Oltre 1.700 nuovi casi ogni anno in Veneto: l’importanza della prevenzione

In occasione del mese dedicato alla lotta contro il melanoma, Padova ha ospitato il convegno “Il melanoma: dalla prevenzione primaria alla presa in carico”, organizzato con il supporto della Fondazione Scuola di Sanità Pubblica. L’iniziativa ha riunito i maggiori esperti del settore, con il coinvolgimento della Regione Veneto, Azienda Zero, e del Dipartimento regionale Prevenzione, per affrontare il tema della diagnosi precoce del melanoma, una delle armi più efficaci contro questo tumore della pelle in crescita costante.

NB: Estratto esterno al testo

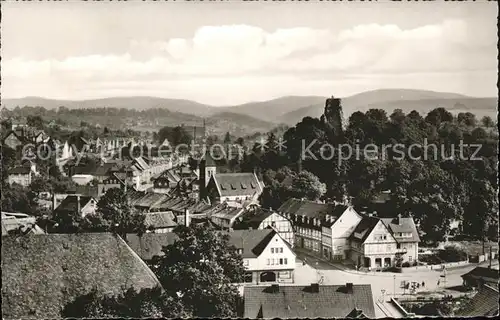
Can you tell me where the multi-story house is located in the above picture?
[233,208,295,248]
[349,216,420,269]
[278,198,361,260]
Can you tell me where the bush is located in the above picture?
[438,246,467,262]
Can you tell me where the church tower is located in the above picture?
[200,151,217,198]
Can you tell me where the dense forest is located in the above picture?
[240,100,498,241]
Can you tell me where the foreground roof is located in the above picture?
[2,233,160,319]
[244,284,375,319]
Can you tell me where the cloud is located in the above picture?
[2,20,497,103]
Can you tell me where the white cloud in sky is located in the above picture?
[1,20,497,104]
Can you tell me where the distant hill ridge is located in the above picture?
[2,89,497,129]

“Il melanoma maligno è un tumore in continuo aumento – sottolinea l’Assessore regionale alla Sanità Manuela Lanzarin – e in Veneto rappresenta più del 5% di tutti i tumori; è il tumore più frequente negli uomini e il terzo nelle donne tra 0-49 anni. Nel corso degli ultimi 30 anni, l’incidenza è aumentata del 3,8% l’anno nei maschi e del 2,8% nelle femmine. Dati che impongono la massima attenzione delle istituzioni sanitarie, prima di tutto sul piano della Prevenzione, e poi su quello delle cure nei casi in cui la malattia sia evoluta”.

Diagnosi precoce melanoma: risultati incoraggianti

Al convegno, il dott. Manuel Zorzi, Direttore del Servizio Epidemiologico Regionale e responsabile del Registro Tumori del Veneto, ha evidenziato un dato allarmante: nel 2021 il melanoma era il sesto tumore più diagnosticato in Veneto, salendo di ben nove posizioni rispetto agli anni ’90. Ogni anno si registrano oltre 1.700 nuovi casi, una cifra che rende prioritario rafforzare la rete di prevenzione.

Nonostante l’aumento dei casi, le strategie di diagnosi precoce stanno dando risultati incoraggianti. “Grazie alla crescente diffusione delle preziose pratiche di diagnosi precoce – dice Lanzarin – la maggior parte dei melanomi diagnosticati negli ultimi anni si trova in stadio iniziale ed è caratterizzata da una prognosi molto favorevole. La sopravvivenza a 5 anni dalla diagnosi è infatti del 91%, tra le più elevate rispetto a tutti gli altri tipi di tumore”.

Le sfide della prevenzione: focus su ambiente e comportamenti

Il convegno si è articolato in due sessioni principali: una dedicata all’epidemiologia, alla prevenzione primaria e alla comunicazione, e l’altra focalizzata su diagnosi e cura. La prevenzione primaria è risultata cruciale, soprattutto per le popolazioni montane, esposte a maggiore rischio a causa delle radiazioni UV e del riflesso sulla neve.

Sono stati inoltre discussi strumenti di comunicazione per aumentare la consapevolezza della popolazione, e le basi per l’adozione di un Percorso regionale Preventivo Diagnostico Terapeutico Assistenziale (PPDTA) specifico per il melanoma.

Informazioni e prossimi passi

Il convegno ha evidenziato come la diagnosi precoce del melanoma e l’educazione alla prevenzione siano strumenti fondamentali per ridurre la mortalità e migliorare la qualità di vita dei pazienti. “Prevenire è la parola d’ordine”, ha concluso Lanzarin, ribadendo il ruolo centrale delle istituzioni sanitarie regionali nella lotta contro il melanoma.